Scottish university bosses have hit out after UK ministers capped the number of English students they can enrol.
The UK government is to impose “student number controls” to prevent “over-recruitment” by some institutions.
These controls will also apply to universities in Scotland, meaning they will not be able to increase the intake of English students by more than 6.5%.
Scottish Higher Education Minister Richard Lochhead said the move was “deeply disappointing and unnecessary”.
And Universities Scotland said it was “wholly unfair on students and student choice” and “disproportionately disadvantages Scotland”.
English, Welsh and Northern Irish students have to pay tuition fees north of the border, while the Scottish government funds places for students from Scotland and the rest of the EU – for now.
In 2018-19 there were 5,245 full-time first degree entrants to Scotland’s universities from England. Applications for courses starting in 2020 were up 3% year-on-year prior to the pandemic, although it is thought the crisis may prompt many students to change their plans.

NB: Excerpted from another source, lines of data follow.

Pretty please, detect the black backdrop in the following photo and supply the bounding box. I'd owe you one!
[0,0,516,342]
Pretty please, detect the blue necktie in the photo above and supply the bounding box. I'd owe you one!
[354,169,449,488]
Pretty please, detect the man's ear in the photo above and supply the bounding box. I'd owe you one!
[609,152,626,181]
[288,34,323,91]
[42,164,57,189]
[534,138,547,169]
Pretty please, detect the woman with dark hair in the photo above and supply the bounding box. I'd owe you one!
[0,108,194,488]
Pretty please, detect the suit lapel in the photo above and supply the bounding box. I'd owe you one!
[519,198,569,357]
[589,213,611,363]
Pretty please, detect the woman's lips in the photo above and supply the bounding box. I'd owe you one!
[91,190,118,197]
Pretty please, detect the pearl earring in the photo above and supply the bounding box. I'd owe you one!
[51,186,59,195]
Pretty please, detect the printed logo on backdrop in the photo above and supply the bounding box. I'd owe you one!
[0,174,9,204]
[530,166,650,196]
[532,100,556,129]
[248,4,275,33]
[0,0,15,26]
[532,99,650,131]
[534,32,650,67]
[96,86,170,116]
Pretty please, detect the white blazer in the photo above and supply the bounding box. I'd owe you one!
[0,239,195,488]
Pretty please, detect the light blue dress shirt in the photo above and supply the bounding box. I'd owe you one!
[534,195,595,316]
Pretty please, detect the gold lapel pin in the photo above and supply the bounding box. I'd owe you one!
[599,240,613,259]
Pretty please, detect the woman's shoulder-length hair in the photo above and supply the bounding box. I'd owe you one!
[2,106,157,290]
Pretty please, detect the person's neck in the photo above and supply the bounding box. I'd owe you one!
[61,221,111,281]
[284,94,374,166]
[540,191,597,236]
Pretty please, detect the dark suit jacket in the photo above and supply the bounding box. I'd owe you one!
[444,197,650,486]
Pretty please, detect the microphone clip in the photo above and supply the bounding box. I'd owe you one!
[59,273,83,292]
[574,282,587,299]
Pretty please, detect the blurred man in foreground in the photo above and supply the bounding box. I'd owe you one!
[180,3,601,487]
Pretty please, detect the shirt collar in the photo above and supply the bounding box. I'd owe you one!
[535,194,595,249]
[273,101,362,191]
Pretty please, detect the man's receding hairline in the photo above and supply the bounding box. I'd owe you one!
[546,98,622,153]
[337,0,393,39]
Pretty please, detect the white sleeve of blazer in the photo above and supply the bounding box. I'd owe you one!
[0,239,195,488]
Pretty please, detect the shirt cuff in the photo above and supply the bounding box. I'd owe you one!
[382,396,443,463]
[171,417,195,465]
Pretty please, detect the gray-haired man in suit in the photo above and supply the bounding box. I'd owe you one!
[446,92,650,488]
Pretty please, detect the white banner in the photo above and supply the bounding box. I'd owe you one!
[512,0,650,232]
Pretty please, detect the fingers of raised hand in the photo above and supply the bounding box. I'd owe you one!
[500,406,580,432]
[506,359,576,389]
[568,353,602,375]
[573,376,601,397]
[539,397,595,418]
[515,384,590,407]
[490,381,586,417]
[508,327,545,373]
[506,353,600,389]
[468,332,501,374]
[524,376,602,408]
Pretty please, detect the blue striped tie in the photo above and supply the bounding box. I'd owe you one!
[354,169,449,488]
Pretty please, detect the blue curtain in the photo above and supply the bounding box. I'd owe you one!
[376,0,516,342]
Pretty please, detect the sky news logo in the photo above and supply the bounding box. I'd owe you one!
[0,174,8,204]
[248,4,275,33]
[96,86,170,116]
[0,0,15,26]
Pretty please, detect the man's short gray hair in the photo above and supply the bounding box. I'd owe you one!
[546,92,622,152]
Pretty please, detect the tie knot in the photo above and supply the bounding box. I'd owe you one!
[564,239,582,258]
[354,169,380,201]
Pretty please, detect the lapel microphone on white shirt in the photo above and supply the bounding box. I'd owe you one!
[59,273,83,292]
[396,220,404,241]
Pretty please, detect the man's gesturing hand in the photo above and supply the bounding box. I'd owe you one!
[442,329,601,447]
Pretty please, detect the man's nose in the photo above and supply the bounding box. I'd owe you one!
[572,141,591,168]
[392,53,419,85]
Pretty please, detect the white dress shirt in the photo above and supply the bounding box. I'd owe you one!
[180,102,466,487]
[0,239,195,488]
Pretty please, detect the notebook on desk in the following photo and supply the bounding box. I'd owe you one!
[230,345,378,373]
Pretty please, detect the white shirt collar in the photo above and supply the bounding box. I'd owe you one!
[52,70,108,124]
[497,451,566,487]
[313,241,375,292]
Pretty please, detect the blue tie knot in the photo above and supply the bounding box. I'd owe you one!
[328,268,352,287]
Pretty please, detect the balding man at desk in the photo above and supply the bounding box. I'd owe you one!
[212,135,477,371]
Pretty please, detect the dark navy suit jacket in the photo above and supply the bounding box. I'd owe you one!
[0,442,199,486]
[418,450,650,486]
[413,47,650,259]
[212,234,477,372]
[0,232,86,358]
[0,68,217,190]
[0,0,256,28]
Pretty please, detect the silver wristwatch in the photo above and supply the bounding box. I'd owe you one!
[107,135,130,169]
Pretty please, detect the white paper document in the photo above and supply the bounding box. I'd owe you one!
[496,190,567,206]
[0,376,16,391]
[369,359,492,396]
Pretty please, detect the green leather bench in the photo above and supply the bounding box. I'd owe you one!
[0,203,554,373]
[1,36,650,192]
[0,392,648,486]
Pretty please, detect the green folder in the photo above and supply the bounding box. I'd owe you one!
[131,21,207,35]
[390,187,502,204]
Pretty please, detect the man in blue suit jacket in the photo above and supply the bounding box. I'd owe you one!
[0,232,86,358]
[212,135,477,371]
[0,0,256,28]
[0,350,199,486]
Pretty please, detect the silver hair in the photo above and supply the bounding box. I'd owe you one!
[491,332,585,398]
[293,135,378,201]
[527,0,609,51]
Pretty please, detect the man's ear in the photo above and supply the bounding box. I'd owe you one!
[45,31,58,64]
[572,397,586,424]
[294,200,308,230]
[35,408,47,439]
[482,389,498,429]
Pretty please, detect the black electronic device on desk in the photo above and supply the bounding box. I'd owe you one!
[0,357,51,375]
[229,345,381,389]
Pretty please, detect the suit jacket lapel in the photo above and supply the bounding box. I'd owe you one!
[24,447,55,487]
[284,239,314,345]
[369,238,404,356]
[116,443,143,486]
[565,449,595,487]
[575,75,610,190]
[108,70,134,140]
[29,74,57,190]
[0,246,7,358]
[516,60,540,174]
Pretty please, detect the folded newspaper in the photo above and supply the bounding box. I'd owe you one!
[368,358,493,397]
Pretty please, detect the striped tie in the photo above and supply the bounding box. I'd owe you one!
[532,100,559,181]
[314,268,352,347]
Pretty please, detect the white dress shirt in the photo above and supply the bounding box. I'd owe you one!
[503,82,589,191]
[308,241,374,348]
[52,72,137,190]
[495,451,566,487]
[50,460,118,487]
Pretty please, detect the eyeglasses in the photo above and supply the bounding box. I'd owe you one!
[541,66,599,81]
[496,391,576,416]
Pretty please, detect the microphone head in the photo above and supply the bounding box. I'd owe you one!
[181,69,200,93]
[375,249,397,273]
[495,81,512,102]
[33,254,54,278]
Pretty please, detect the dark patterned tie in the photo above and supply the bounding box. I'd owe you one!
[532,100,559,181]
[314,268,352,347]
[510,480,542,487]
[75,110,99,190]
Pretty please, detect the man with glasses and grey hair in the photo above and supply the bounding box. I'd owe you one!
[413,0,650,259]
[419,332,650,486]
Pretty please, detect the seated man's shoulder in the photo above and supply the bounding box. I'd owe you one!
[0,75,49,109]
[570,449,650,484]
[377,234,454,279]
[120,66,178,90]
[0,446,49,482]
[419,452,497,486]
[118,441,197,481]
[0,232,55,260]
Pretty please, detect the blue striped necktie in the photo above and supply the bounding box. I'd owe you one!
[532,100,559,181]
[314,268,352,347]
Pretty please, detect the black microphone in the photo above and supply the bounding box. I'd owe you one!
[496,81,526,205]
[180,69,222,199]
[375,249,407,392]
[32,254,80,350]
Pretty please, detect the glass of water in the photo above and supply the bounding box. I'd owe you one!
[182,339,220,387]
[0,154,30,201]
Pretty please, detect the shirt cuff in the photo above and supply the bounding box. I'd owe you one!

With universities facing an uncertain future due to the coronavirus pandemic, there are fears that some could make mass unconditional offers to applicants to ward off a potential funding shortfall.
This has prompted the UK Department for Education to introduce a temporary cap on the number of English-based students that can be admitted to universities in 2020-21 – limiting each to an increase of about 6.5% on the previous year.
The cap will be enforced by the UK government which said it would cut the funding available to universities that breach the limit.
It has now been confirmed that the cap will apply to English students applying to universities in Scotland, Wales and Northern Ireland, as well as those in England.
UK Universities Minister Michelle Donelan said the controls would “stabilise the admissions system” and “avoid harmful over-recruitment among providers which could go against the interests of students and the sector”.
Undergraduates at Scottish universities
Universities Scotland said because the overall numbers of English students were much lower at Scottish institutions, it would only require a smaller number of new entrants to result in them falling foul of the cap.
The group said it would only take an extra 23 English students to see Dundee University breach the limit, and an additional 42 at St Andrews compared to the previous year. This is in contrast to an extra 327 at Manchester University or 439 at Leeds.
Director Alastair Sim said having the cap apply north of the border was a “late and low blow”.
He said: “Number controls were a specific solution to address a specific admissions problem in England, that Scotland’s universities had no part in.
“The devolved administrations should be removed from this intended legislative change – it is not the role of the UK government to determine student numbers in Scotland.”
For Scottish universities there is a principle here – they do not feel the Westminster government should tell them at this stage how many English students to admit.
Higher education in Scotland is a devolved matter – normally Scottish universities can decide for themselves how many fee-paying students from the rest of the UK to give places to.
Universities expect a big drop in the number of students from countries outside Europe who pay uncapped fees of about £30,000 a year. But an increase in the number of students from the rest of the UK, whose fees are a fraction of this, would not have made up for this loss of revenue.
They believe there was never any chance of a dramatic – or some night say opportunistic – rise in the number of students from other parts of the UK in Scotland to begin with.
It remains to be seen however what practical effect the limit may actually have. Universities have already made their conditional and unconditional offers.
Assuming the numbers are broadly similar to previous years, it would seem unlikely that anyone who has been made an unconditional offer or who meets a conditional offer will actually be denied a place.
A university which now denied a place to an applicant who met the requirements of their offer could be open to a legal challenge.
Mr Lochhead, who spoke with Ms Donelan about the issue on Monday, said the move was “deeply disappointing” and “completely unnecessary”.
He said: “The UK government should be working with the devolved administrations to support higher education at a time of crisis not imposing – without agreement, targets and sanctions which are aimed at stabilising the English market and are not relevant to Scotland.”
The move has also caused anger in the other devolved administrations, with Welsh Education Minister Kirsty Williams saying she was “deeply concerned” about the UK government’s “surprising unwillingness to respect complementary policies in each nation”.
And Stormont’s Economy Minister Diane Dodds said she was “wholly opposed” to the plan, saying she was “shocked and concerned that another jurisdiction is seeking to control student numbers here in Northern Ireland”.
She added: “I believe that this proposal has the potential to break up the unified higher education market within the United Kingdom in terms of access to study based on student choice and academic achievement. It is a dangerous precedent to set and one I am wholly opposed to.”